Lawmakers to BP CEO: Be Ready to Explain on Thursday
Top Energy and Commerce Democrats have put BP CEO Tony Hayward on notice that the panel’s probe has raised “serious questions about the decisions made by BP” in the weeks prior to the Deepwater Horizon explosion, which prompted the worst offshore oil spill in U.S. history.
Chairman Henry Waxman (D-Calif.) and Subcommittee on Oversight and Investigations Chairman Bart Stupak (D-Mich.) told Hayward in a letter Monday that he should be prepared to field questions about numerous decisions that BP made prior to the April 20 explosion that “appear to violate industry guidelines and were made despite warnings from BP’s own personnel and its contractors.” Hayward is scheduled to testify before Stupak’s panel Thursday.
In the 14-page missive, Waxman and Stupak cited the fact that BP’s drilling engineer called the well in the Gulf of Mexico a “nightmare” five days before it exploded, noting that it was behind schedule and suggesting that the company cut corners on safety to avoid losing money.
“In spite of the well’s difficulties, BP appears to have made multiple decisions for economic reasons that increased the danger of a catastrophic well failure,” the lawmakers wrote. “It appears that BP repeatedly chose risky procedures in order to reduce costs and save time and made minimal efforts to contain the added risk.”

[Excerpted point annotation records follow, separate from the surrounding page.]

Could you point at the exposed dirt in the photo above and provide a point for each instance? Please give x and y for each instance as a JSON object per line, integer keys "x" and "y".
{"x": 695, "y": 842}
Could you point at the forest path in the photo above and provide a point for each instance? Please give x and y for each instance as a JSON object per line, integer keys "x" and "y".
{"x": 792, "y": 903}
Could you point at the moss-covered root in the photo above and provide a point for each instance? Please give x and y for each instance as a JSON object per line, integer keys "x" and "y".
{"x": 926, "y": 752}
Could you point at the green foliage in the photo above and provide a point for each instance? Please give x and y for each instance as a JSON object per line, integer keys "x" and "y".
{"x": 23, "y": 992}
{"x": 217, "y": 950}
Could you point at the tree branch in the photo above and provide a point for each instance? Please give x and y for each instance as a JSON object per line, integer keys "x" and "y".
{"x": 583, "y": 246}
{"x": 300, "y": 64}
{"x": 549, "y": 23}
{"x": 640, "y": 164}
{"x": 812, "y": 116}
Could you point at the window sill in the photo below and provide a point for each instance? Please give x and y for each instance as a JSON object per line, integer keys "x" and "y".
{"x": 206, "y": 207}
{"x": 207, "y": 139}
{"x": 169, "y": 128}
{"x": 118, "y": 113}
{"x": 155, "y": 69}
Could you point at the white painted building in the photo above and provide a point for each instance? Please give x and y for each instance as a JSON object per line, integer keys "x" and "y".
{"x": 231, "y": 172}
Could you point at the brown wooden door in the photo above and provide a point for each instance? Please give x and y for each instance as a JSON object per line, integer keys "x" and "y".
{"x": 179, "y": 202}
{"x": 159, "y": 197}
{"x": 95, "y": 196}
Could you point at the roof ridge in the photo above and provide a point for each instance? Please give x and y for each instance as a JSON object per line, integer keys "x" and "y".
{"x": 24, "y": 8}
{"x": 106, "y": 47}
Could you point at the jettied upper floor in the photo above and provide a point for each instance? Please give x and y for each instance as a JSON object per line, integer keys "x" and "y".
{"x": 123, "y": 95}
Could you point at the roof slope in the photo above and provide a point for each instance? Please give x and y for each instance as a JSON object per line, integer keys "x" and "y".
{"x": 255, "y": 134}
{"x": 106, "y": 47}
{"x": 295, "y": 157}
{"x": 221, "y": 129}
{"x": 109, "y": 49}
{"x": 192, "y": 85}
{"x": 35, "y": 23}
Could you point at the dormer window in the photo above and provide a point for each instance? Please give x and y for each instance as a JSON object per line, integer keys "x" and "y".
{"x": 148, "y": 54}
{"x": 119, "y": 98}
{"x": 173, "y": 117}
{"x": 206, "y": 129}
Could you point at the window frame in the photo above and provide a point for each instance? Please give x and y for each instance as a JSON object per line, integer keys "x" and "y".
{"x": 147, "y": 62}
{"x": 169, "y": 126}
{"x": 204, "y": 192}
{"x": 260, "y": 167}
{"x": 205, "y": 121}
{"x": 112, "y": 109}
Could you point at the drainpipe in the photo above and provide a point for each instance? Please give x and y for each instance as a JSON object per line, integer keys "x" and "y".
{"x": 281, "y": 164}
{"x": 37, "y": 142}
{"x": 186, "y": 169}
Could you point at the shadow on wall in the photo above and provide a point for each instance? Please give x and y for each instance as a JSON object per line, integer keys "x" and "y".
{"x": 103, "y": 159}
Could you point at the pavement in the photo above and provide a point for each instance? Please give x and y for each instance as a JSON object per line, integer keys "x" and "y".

The lawmakers told Hayward he should be ready to answer questions about five specific engineering decisions that the company made regarding the well. Among those was the installation of a full string of “casing” into the well the day before the explosion, forgoing a “tieback” that would have cost an extra $7 million to $10 million and would have taken extra time, but would have been safer.
“A BP plan review prepared in mid-April recommended against the full string of casing because it would create an open annulus to the wellhead’ and make the seal assembly at the wellhead the only barrier’ to gas flow if the cement job failed,” the lawmakers wrote.